Light diffracted by a droplet.


The diagram illustrates how two points on a droplet surface can scatter light and act as sources of outgoing spherical waves.

The scattered waves overlap and interfere.

Where wave crests of the same sign coincide the light intensity is increased. Where the waves have opposite amplitudes they destructively interfere to give low intensity.

Scattered light from the whole droplet surface plus smaller contributions from reflected and transmitted waves combine to form a diffraction pattern - a corona.

 
     
  
A corona is produced by diffraction of light by small particles. Every point on the illuminated surface is a source of scattered outgoing spherical waves ( Huygens-Fresnel Principle ).   The outgoing waves mutually interfere to give regions of enhanced brilliance, constructive interference, and darkness destructive interference Interference or Diffraction? )
 
 
Scattering from only two points is shown on the diagram. Along the central axis, the incident light direction, the crests of the two scattered waves always coincide to form a region where the light is strong.

Moving away from the axis, there is a direction where the crests again coincide to give beams of enhanced brightness at an angle to the incident light. In between there is a region where crests of one wave coincide with those of opposite amplitude of the other. The two waves cancel and there is darkness in those directions.

There is a another coincidence of wave crests at a larger angle and the light intensity is again enhanced. With increasing angular distance from the axis there are alternating bright and dark regions, a diffraction pattern.

 
 
In reality, light is scattered from all around the droplet periphery and
other low intensity waves arise from reflection and transmission through the particle. The net wave amplitude at any point is the sum of the amplitude vectors, not intensities, of all the individual waves. The result is a very bright central region surrounded by less bright rings, a corona.

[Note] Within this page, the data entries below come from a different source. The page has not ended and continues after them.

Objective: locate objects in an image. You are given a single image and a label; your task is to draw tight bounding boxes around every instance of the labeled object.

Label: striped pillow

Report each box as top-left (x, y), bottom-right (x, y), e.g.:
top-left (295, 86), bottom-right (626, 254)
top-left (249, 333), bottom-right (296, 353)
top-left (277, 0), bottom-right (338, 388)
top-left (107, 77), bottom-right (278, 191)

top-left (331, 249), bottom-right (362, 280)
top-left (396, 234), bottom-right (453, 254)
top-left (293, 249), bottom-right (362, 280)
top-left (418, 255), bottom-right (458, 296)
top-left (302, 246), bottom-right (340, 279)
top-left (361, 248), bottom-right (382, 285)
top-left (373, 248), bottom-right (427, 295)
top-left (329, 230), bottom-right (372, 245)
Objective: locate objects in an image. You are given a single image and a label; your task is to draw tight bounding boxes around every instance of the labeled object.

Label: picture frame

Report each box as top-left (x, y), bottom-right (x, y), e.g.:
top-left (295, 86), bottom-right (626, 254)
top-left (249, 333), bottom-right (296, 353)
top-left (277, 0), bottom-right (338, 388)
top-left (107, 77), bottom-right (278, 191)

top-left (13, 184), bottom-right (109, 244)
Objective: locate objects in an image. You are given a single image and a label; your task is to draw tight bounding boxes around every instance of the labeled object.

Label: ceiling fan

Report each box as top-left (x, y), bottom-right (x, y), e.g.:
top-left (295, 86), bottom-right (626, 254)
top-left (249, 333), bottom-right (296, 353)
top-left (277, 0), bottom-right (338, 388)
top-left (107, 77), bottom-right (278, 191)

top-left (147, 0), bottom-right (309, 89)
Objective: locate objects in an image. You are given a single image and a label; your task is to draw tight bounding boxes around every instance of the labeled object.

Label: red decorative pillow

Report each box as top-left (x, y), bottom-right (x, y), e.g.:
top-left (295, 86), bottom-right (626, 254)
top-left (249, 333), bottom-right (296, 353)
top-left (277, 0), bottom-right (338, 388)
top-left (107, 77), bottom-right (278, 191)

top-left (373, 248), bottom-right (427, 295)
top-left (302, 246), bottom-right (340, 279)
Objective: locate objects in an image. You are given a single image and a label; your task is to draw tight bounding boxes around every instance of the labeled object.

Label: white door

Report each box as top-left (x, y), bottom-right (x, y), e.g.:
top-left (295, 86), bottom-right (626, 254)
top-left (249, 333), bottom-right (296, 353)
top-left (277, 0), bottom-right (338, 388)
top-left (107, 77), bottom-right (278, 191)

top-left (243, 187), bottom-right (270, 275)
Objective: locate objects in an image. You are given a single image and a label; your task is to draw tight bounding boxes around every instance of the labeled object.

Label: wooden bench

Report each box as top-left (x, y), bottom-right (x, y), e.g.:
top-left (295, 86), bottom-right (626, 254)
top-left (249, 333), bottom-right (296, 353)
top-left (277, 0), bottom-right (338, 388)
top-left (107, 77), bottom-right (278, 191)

Corona formation, to a good approximation, needs no knowledge of the droplet interior because the surface scattered waves predominate. It could be water, ink or coal - the pattern is almost the same. It depends primarily on the droplet size, shape and the wavelength of the light.

There is no need for the droplet to be transparent nor even spherical. Small ice crystals, pollen grains and large dust particles all form coronae.
 
 
A white light corona is the sum of all the coronae contributions from each spectral colour.
 
 


The spacing of the cloud particles does not matter. Cloud particles are separated by 50 or more diameters and mutual interference as in a diffraction grating only takes place if the droplets are closer than two diameters as in condensation on a window pane. A corona is produced when each light ray reaching the eye has been scattered by a single droplet.   

 
 
If the corona is to be sharp with many rings, the cloud droplets must all be of similar size otherwise all the different size coronae produced by the droplets produce merely a blur.
     
 
The solution of one physics problem is often the solution of another one apparently quite unrelated. The diffraction pattern from a droplet is
almost the same as that from an opaque disc. In turn, the diffraction pattern from a disc is the same as that from a circular aperture of the same diameter (Babinet's principle). A telescope lens or mirror is just such an an aperture. A star seen through a telescope is a small disk surrounded (if the lens is good and the air steady) by one or two delicate rings. This is a corona, one for a 'droplet' the size of the telescope objective and only visible because it is magnified a few hundred times by the telescope optics, but a corona nonetheless. Large telescopes make sharp point-like stars. Small droplets make large coronae.